Vahid Dastjerdi Marzieh, Ghahghaei-Nezamabadi Akram, Tehranian Afsaneh, Mesgaran Mahbobeh
Department of Obstetrics and Gynecology, Arash Women's Hospital, Tehran University of Medical Sciences, Tehran, Iran.
Research Development Center, Arash Women's Hospital, Tehran University of Medical Sciences, Tehran, Iran.
J Family Reprod Health. 2022 Jun;16(2):124-131. doi: 10.18502/jfrh.v16i2.9482.

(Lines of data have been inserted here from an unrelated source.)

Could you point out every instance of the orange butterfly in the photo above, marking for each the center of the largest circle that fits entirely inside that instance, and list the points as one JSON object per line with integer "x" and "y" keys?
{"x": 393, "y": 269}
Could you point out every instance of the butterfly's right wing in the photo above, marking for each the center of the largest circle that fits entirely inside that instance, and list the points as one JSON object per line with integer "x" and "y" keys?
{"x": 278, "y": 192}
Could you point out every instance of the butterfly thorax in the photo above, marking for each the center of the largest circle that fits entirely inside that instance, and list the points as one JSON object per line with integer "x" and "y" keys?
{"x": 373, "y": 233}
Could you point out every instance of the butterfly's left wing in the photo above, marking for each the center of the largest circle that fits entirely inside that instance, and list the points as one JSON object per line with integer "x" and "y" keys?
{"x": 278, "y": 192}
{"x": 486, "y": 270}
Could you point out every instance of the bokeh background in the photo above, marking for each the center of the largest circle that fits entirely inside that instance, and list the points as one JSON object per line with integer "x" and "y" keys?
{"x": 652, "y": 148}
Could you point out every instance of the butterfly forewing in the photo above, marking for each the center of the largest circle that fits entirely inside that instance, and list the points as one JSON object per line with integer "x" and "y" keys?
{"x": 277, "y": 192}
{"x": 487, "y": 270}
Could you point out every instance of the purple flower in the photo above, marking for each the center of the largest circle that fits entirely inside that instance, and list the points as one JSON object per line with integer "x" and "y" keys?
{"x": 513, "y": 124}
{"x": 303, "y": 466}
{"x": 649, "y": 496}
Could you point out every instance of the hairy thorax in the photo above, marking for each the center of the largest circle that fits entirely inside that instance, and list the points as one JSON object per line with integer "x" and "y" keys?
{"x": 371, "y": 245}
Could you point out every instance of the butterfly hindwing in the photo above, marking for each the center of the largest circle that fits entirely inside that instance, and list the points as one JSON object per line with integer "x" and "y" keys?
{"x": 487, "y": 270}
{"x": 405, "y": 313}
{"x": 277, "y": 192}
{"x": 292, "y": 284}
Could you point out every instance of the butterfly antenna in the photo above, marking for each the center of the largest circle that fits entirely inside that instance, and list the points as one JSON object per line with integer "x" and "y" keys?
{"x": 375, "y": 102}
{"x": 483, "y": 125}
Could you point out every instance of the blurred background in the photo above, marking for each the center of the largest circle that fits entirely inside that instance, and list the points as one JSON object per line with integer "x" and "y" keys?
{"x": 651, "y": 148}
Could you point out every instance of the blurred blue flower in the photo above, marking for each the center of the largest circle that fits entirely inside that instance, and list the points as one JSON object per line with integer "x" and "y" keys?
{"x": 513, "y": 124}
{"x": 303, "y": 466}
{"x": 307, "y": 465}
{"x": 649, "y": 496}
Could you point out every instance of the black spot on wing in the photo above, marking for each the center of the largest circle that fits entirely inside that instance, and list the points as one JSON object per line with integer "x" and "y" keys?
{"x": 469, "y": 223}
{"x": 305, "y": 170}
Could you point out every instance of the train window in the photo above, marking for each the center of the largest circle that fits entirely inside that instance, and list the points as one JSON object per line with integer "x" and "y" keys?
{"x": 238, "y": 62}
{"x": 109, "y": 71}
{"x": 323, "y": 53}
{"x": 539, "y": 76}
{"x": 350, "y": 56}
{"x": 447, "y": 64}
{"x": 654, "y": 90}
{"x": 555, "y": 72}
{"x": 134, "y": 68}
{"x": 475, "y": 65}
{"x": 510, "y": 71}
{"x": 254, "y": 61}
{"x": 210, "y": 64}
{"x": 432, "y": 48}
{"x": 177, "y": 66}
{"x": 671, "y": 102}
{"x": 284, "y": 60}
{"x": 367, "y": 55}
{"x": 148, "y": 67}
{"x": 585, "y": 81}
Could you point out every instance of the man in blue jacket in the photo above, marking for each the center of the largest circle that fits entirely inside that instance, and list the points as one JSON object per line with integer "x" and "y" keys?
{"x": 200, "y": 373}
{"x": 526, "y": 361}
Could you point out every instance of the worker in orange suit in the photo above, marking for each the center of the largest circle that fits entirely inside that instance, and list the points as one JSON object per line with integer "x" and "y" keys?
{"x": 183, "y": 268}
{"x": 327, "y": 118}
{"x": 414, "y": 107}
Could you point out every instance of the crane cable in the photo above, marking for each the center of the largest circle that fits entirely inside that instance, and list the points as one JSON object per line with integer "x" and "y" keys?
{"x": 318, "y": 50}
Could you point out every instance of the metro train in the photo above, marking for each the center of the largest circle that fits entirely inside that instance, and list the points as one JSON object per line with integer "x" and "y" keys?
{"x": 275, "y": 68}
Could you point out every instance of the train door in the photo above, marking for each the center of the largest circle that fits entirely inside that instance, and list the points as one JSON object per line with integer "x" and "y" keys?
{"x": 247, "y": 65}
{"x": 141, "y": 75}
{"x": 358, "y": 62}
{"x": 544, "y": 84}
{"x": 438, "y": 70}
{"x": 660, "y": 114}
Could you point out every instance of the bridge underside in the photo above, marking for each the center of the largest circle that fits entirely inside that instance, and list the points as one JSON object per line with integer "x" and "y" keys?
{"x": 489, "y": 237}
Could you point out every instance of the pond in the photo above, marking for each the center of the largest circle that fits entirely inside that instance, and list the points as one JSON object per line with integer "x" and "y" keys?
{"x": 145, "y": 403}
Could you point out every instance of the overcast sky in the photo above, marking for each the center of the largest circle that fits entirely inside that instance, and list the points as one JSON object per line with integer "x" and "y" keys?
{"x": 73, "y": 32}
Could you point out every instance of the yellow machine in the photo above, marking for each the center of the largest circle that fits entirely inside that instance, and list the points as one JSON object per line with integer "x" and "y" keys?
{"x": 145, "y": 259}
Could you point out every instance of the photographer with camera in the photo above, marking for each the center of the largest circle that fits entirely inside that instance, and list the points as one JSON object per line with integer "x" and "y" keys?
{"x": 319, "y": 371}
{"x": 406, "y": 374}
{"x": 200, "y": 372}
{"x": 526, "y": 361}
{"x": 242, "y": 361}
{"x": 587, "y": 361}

Borderline oligohydramnios always produces a dilemma of management and counseling among obstetricians. This study was designed to compare the effect of sildenafil plus fluid therapy versus fluid therapy alone on pregnancy outcomes and AFI improvement in pregnant women complicated by idiopathic borderline oligohydramnios. This randomized clinical trial was conducted in Arash Women's Hospital, Tehran, Iran from 2017 to 2020. Fifty-one pregnant women with idiopathic borderline oligohydramnios were allocated to two groups. Group 1 received fluid therapy and Group 2 received fluid therapy and Sildenafil 25 mg three times daily for six weeks. AFI was measured at the time of randomization, 24 h after treatment and then weekly for six weeks. The changes in AFI, type of delivery, gestational age at delivery, and neonatal outcomes were compared between the two groups. After the intervention, the change in AFI between two groups was not statistically significant. Maternal and fetal outcomes are compared between two groups and there was no significant difference between them. The median (Inter-quartile range) AFI after intervention, in Sildenafil group compared with hydration group, were in 24 hours (8.5 vs. 8, p=0.27), first (9.5 vs. 9.1, p=0.74), second (9 vs 10, p=0.12) third (10.4 vs. 9.4, p=0.33), fourth (10.8 vs 9.1, p=0.1) and Fifth week (10 vs 9.3, p=0.5) of follow-up respectively, but none of them were statistically significant. The findings showed that sildenafil plus fluid therapy do not improve the pregnancy outcomes in women with isolated borderline oligohydramnios compared to fluid therapy alone.
边缘性羊水过少总是给产科医生带来管理和咨询方面的两难困境。本研究旨在比较西地那非联合液体疗法与单纯液体疗法对特发性边缘性羊水过少孕妇妊娠结局及羊水指数(AFI)改善情况的影响。 这项随机临床试验于2017年至2020年在伊朗德黑兰的阿拉什妇女医院进行。51例特发性边缘性羊水过少的孕妇被分为两组。第1组接受液体疗法,第2组接受液体疗法并每日三次服用25毫克西地那非,共六周。在随机分组时、治疗后24小时以及随后六周每周测量AFI。比较两组之间AFI的变化、分娩类型、分娩时的孕周和新生儿结局。 干预后,两组之间AFI的变化无统计学意义。比较两组的母婴结局,两者之间无显著差异。与补液组相比,西地那非组干预后的AFI中位数(四分位间距)在随访的第24小时(8.5对8,p = 0.27)、第一周(9.5对9.1,p = 0.74)、第二周(9对10,p = 0.12)、第三周(10.4对9.4,p = 0.33)、第四周(10.8对9.1,p = 0.1)和第五周(10对9.3,p = 0.5),但均无统计学意义。 研究结果表明,与单纯液体疗法相比,西地那非联合液体疗法并不能改善孤立性边缘性羊水过少女性的妊娠结局。